Bray Wyatt vs. The Miz
If you judge this match based on the in-ring action, then you’re missing the point. This was all about getting over how insane Wyatt is, even when he is in typical Firefly Fun House mode, and I liked the concept of him not trying to fight back whenever Miz was on the offence, until he listened to his Hurt/Heal gloves and reacted in a wicked manner. Daniel Bryan (once again showing off a short hairstyle) returned from a short absence afterwards to attack Wyatt, culminating what was far more of an angle than a match.
Bobby Lashley vs. Rusev
I have personally gotten a kick out of the Rusev/Lana/Lashley storyline, and I will defend the intentionally-ridiculous wedding segment to the death, but I cannot deny that when it comes to the actual matches, Rusev and Lashley don’t have the best chemistry, as evidenced by some awkward spots here. Bobby picked up the victory here, presumably setting up a subsequent Rusev triumph, but we’re still waiting on The Bulgarian Brute to exact full revenge on The All-Mighty, so much so that I’m starting to wonder if he ever will.
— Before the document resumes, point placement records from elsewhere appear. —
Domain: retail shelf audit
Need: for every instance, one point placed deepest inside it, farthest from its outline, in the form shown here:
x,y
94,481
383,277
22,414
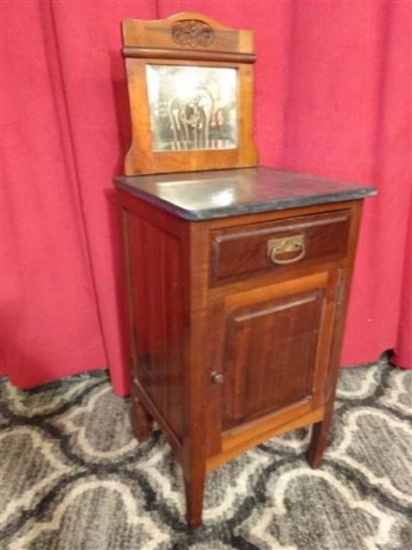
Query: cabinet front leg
x,y
142,422
194,490
318,441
WWE Women’s Tag Team Championship TLC Match
The Kabuki Warriors (C) vs. Becky Lynch & Charlotte Flair
I’m not really sure how to judge this main event. It definitely had some creative spots which we haven’t seen before in a TLC bout (which is amazing considering how much that we have seen down the years), but there wasn’t a great deal of drama when the heels were building their heat, and then Kairi Sane suffering a concussion led to the match falling apart at times. It should have been stopped or at least truncated to head straight to the finish of Asuka retaining the belts for her team, but even this was an anticlimax for those expecting Becky and Charlotte to become uneasy champions here. A random brawl involving several wrestlers, among them Roman Reigns and King Corbin, ended the show, and since it happened so quickly and was never referenced again on television, I almost believed that it was just a dream as opposed to an actual part of the event.
TLC 2019 has two strong matches to kick things off, and I did like the character work and storytelling pertaining to Bray Wyatt. That being said, the rest of the show ranges from average to poor, and though I didn’t think it was the supercard stink-bomb that others did, overall it’s probably the weakest of the three cards being highlighted in this super-sized DVD review.